Even before former incumbent Rachel Notley had the Alberta Petroleum Marketing Commission sign the contracts in February, and two months before he won office, Kenney warned he would cancel them, labelling them reckless "corporate welfare". But the Kenney government quickly realised that the two railroad firms would seek penalties from Alberta if it broke the contracts, and, in mid-June, switched gears by indicating plans to offload the contracts to the private sector instead.
The Alberta government looked set to have to take a financial hit on this alternative—oil companies were talking about cutting deals—until early July, when several major producers proposed that, rather than financial incentives, they be rewarded with so-called crude curtailment credits in return for taking on the rail contracts.

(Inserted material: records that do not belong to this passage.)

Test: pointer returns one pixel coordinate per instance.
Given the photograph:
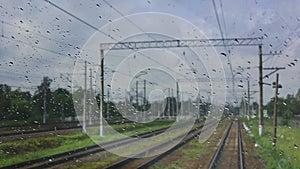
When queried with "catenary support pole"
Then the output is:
(101, 91)
(260, 116)
(275, 110)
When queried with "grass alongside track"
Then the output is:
(285, 154)
(20, 151)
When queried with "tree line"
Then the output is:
(17, 105)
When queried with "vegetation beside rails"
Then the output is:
(286, 153)
(20, 151)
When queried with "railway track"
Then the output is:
(134, 162)
(229, 154)
(60, 158)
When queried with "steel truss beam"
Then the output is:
(182, 43)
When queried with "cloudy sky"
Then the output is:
(39, 38)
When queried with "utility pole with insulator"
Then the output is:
(84, 99)
(260, 82)
(101, 91)
(248, 93)
(276, 85)
(91, 98)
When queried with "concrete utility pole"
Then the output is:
(107, 105)
(84, 100)
(260, 82)
(177, 102)
(144, 101)
(275, 110)
(137, 93)
(91, 97)
(101, 91)
(44, 105)
(248, 108)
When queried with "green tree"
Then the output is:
(21, 105)
(62, 104)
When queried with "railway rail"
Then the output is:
(134, 162)
(77, 153)
(229, 153)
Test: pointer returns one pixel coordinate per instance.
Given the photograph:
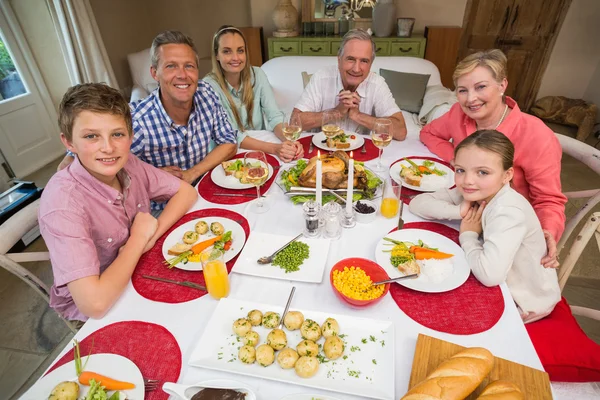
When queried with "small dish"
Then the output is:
(372, 269)
(186, 392)
(366, 218)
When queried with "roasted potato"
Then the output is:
(65, 391)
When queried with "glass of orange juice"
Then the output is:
(215, 273)
(390, 202)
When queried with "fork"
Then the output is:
(150, 384)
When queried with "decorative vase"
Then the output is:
(384, 18)
(285, 17)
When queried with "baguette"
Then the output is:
(501, 390)
(455, 378)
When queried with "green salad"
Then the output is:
(289, 178)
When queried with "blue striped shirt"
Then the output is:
(158, 141)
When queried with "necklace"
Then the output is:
(501, 118)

And it appears this is now the Kenney government's preferred route, to the benefit of major oil producers. Only the 29 largest producers in Alberta are being curtailed, out of more than 300 producers, as the first 10,000bl/d a company produces is exempt. This is despite the fact that the Notley administration's crude-by-rail programme was designed to benefit small producers most.
The idea of the government transferring its rail contracts to producers in return for higher production allocations was first broached by three of Canada's largest oil companies—Canadian Natural Resources Limited (CNRL), Suncor Energy and Cenovus Energy—during a panel discussion at a Calgary energy conference in July.
Only the 29 largest producers in Alberta are being curtailed
"We are very interested in taking rail capacity," said CNRL executive vice-chairman Steve Laut. "It would make a lot of sense to lift curtailment as you bring on rail and, for those who commit to rail, you should get some kind of increased allocation on your curtailment."
It would allow the Kenney government to transfer the rail contracts, representing roughly 120,000bl/d of capacity at its peak, while bringing crude curtailment towards an orderly level, according to Laut. Rail shipments of oil briefly collapsed early this year, with overly aggressive mandated crude cuts—325,000bl/d in January, since reduced by more than half—narrowing regional crude differentials by too much to make it economic to rail crude to US markets. CNRL alone has been forced to halt as much as 80,000bl/d of crude production due to curtailment, including production newly online in 2019.
Alberta energy minister Sonya Savage said in early August that it "certainly could make sense" for the province to accept the industry's proposal to swap rail contracts for curtailment credits. The Kenney government has set an end of August deadline to receive proposals from bidders, with the goal of offloading the contracts to the private sector by the autumn.
The original intent of the Notley government's rail contracts was to expand evacuation capacity from western Canada—with crude pipeline projects in limbo—and to counter the market power of the two railways, especially for small producers. The railways were demanding relatively high freight rates from small producers, leaving many smaller players feeling that they could not risk being locked to rail contracts of three years or more, and/or failing to meet minimum volume requirements as demanded by the CN-CP duopoly.
The Canadian government has passed numerous rounds of legislation over the decades in an attempt to counter the market power of CN and CP, for example to improve rail services for western Canadian grain growers, most recently the Transportation Modernisation Act in May 2018.